Gainesville —
Cooke County and National Weather Service officials are scheduled to partner in a dual-taught severe weather-spotting program set for Wednesday, Feb. 6, at Gainesville Civic Center.
The two-hour seminar is free, open to the public and now an annual tradition. Cooke County Fire Marshal Ray Fletcher, who co-hosts the program, said recently that the information will be useful for everyone who attends, not just storm-spotting buffs.
“It will help them better understand what to look for and how to react appropriately,” he said. “Even the lay person who goes to it will have a better understanding of how to perform during severe weather and when to be concerned, and when to know that it’s just a thunderstorm.

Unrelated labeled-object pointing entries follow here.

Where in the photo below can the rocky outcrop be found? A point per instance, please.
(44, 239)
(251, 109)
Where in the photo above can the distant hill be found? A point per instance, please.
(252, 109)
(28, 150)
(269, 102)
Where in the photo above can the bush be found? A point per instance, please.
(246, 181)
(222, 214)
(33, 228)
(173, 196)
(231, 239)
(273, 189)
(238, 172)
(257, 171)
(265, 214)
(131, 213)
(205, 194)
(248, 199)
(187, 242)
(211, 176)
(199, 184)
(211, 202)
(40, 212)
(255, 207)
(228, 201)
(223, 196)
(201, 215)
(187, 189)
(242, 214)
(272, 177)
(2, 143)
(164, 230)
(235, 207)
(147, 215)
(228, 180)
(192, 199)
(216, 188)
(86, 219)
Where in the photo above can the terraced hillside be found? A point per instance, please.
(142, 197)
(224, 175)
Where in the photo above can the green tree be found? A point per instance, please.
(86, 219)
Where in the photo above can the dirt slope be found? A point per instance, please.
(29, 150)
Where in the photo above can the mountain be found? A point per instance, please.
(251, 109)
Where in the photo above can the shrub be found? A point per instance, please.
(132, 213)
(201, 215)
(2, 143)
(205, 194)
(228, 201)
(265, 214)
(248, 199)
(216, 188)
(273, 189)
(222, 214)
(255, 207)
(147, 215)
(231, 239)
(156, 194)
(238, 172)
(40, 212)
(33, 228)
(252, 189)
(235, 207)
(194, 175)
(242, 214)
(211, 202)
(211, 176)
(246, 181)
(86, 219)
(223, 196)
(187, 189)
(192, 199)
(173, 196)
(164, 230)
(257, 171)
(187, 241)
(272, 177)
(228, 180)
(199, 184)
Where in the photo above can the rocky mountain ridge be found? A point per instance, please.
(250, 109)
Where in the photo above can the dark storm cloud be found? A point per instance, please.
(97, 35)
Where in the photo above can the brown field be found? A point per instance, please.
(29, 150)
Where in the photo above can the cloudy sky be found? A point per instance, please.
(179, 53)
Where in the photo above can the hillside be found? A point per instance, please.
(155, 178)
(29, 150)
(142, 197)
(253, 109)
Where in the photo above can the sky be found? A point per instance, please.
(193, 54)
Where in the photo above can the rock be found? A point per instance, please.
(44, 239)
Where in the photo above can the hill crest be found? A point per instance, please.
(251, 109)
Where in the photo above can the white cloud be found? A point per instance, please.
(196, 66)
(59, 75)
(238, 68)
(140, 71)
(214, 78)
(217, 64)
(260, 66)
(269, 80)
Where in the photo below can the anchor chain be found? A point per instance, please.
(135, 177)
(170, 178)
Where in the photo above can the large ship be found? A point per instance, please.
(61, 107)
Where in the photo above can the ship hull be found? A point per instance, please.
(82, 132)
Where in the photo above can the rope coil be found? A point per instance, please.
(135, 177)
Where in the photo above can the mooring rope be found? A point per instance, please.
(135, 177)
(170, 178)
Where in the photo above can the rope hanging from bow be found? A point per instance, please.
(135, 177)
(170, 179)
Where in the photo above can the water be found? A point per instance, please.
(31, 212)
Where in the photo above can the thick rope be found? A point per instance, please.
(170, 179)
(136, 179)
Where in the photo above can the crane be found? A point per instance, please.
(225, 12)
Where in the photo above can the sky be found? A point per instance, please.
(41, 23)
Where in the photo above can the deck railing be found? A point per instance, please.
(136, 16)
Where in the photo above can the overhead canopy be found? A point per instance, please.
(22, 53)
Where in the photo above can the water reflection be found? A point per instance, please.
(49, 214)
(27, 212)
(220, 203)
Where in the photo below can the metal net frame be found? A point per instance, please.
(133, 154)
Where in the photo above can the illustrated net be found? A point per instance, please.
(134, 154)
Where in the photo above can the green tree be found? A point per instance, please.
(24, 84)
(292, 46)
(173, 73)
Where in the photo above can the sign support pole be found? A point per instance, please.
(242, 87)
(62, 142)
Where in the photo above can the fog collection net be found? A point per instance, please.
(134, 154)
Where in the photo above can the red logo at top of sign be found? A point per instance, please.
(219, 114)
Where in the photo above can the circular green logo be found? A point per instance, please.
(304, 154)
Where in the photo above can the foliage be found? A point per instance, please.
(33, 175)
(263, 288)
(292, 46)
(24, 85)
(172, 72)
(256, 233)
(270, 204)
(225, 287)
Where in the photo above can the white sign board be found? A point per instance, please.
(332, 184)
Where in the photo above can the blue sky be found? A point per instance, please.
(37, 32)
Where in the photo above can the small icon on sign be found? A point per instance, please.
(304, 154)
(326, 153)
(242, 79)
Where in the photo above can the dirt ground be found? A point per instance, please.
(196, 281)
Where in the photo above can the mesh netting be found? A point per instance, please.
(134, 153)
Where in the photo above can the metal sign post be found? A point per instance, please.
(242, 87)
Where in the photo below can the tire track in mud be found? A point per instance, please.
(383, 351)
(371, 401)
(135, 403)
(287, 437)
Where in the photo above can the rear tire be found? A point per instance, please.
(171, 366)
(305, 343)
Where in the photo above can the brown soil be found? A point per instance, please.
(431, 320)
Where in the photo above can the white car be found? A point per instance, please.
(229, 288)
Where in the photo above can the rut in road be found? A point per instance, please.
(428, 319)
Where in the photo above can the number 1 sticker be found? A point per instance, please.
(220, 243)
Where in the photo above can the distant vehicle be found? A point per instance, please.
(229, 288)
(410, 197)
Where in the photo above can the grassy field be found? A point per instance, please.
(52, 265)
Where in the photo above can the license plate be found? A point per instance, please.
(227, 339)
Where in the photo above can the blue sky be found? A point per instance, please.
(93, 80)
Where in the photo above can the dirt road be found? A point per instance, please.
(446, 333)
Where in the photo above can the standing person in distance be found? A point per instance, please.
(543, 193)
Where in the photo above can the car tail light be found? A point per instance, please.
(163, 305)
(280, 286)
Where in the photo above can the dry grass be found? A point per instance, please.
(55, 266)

“That way, they don’t end up in their storm shelters every time thunder rolls around,” Fletcher added. “They’ll know when it’s imperative to seek shelter.”
This program will discuss thunderstorm formation, severe weather production, and features associated with severe storms. The presentation will also review tornado formation and behavior, non-threatening clues which may be mistaken for significant features, and safety when thunderstorms threaten. The program will discuss spotter operations and recommended reporting procedures, and will include nearly 25 minutes of storm video clips.
The National Weather Service is locally relevant, since the service’s Metroplex-area facility covers 46 counties — including Cooke County, all of them susceptible to floods, high winds and “supercells,” which are thunderstorms with persistent cyclone rotations that can become tornadoes.
Supercells are a common topic at the annual Gainesville seminar. They have special characteristics, such as a duration of more than 30 minutes, a beaver-shaped tail and an absence of rain at the base.
Intense storms with durations longer than a half-hour, Huckaby said, are almost guaranteed to become more dangerous.
Only 10 to 15 percent of supercells that form, however, produce bonafide tornadoes. During the 2012 seminar, visiting NWS official Dan Huckaby admitted that if the NWS issued a tornado warning based on every supercell in the forecast, the public would suffer a massive false alarm rate.
He cited a series of 10 wind funnels throughout north Texas in April 2012 that belonged to the same storm system responsible for a severe, destructive tornado in Tuscaloosa County, Ala.
But many of those funnels were mistaken for tornado-grade supercells more powerful than they were, and this was due to a lack of information about storm features.
“We had some wind damage but no tornadoes,” Huckaby said in 2012, adding that during a storm, NWS radar can’t detect the ground-level storm traits that an informed spotter can see up close. “As storm spotters, you not only help us but the entire community as a result.”